Miranda is a vocal Obama supporter, and has used his contemporary retelling of the nation’s birth to comment on 2015 issues, especially immigration, from a left-of-center viewpoint. As a son of Puerto Rican immigrants, Miranda identifies with the Caribbean-born Hamilton as well as the revolutionary Frenchman Marquis de Lafayette. At one point, the two characters proclaim, “Immigrants. We get the job done.”

The show’s auteur explained the way he used the story of the immigrants who helped create America to contribute to today’s national conversation in The Atlantic:

“Immigrants have been present and necessary since the founding of our country. I think it’s also a nice reminder that any fight we’re having right now, politically, we already had it 200-some odd years ago. The fights that I wrote between me and Jefferson, you could put them in the mouths of candidates on MSNBC. They’re about foreign relations; they’re about states’ rights versus national rights; they’re about debt.
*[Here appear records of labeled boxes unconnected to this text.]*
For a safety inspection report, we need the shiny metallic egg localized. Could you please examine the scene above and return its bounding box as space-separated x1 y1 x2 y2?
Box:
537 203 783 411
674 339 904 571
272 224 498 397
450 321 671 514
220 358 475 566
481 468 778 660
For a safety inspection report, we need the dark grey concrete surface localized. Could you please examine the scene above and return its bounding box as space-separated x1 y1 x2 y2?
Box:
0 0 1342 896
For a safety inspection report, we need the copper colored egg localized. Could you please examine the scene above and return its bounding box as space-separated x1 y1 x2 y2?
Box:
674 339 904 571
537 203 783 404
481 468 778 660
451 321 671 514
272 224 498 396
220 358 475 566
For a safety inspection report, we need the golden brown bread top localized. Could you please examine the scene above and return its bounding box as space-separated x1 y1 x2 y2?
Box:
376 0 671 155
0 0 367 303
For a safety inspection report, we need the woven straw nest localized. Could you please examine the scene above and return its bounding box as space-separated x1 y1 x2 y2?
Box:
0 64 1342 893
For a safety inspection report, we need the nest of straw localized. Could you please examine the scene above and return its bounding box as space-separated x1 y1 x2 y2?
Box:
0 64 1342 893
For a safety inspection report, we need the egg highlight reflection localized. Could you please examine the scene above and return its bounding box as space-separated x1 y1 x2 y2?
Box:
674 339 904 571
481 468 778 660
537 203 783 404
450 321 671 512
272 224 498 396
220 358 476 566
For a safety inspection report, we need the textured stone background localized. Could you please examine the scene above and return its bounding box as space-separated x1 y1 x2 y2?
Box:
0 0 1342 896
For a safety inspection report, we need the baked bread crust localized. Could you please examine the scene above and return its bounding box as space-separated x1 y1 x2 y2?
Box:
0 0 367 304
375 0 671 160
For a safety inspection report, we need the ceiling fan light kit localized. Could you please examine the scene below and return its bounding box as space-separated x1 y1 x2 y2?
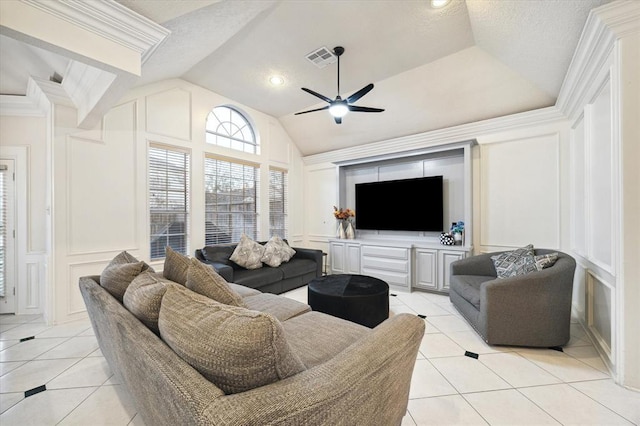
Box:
294 46 384 124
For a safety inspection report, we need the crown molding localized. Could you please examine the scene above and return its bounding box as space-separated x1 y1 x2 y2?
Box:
21 0 171 63
303 106 566 165
556 0 640 119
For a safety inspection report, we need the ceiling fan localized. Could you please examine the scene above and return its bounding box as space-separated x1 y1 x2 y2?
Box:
294 46 384 124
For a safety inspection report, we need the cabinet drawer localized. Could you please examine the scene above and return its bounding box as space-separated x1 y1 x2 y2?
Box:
362 256 409 274
362 245 409 260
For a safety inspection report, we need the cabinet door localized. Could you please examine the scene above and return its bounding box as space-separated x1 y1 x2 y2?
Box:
438 250 465 291
329 242 346 274
345 244 360 274
415 249 438 290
These are all conversations we’re still having, and I think it’s a comfort to know that they’re just a part of the more perfect union we’re always working towards, or try to work towards, and that we’re always working on them.”

Those aren’t the words of a resentful rabble-rouser “occupying” the offices of university officials to demand a former chief executive’s legacy be extinguished. Instead, Miranda constructively engages with our nation’s past, and his ideas (many of which I disagree with) become all the stronger thereby.

How could members of Princeton’s Black Justice League take a Hamilton approach to President Wilson’s place of honor on their campus? They wouldn’t have to ignore his segregationist views and discriminatory policies. Hamilton’s Jefferson character is one of the show’s antagonists – though he’s not entirely a villain (villainy in the show is reserved for the buffoonish George III).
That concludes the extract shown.